A key finding from Cisco’s recently released CISO survey indicated that reducing network complexity is a top priority. CISOs are electing to embark on vendor consolidation, with 86 percent now using 20 vendors or less.
Network complexity is a key determinant of good or poor cyber governance, but it is not just a byproduct of decisions made by the CISO. First and foremost, it is a result of business strategy choices made by C-suites in pursuit of growth and cost savings, including:
- M&A activity — a common strategy in sectors with poor cybersecurity scores, such as healthcare, and the source of high-profile recent breaches, such as Marriott (with vulnerabilities inherited from the Starwood acquisition).
- Digital transformation initiatives—popular strategies deployed across all sectors, from banking and utilities to energy and consumer discretionary, for the purposes of increasing revenue and controlling costs.
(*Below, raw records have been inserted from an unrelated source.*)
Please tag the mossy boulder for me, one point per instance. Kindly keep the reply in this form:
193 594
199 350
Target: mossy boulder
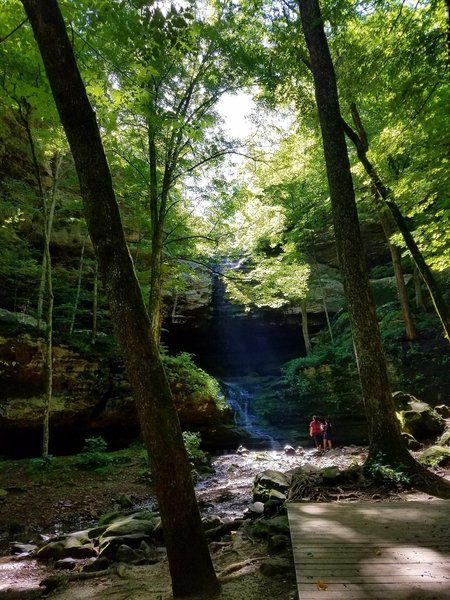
417 418
435 455
270 484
The introduction of new digital tools, sensors, and applications greatly increases network complexity and the resources required to effectively secure them.
The introduction of smart meters, new shopping apps, digital banking tools, or the purchase of a smaller niche competitor all have immediate implications for a company’s cyber posture. Strategy discussions involving technology should highlight security as much as growth and cost considerations, not just for the CISO but across the board and C-suite.
A failure to do so will ultimately put operations, profitability, and the brand at risk. This is also why investors are right to ask companies probing questions about what efforts are being taken to reduce complexity as part of better cyber governance.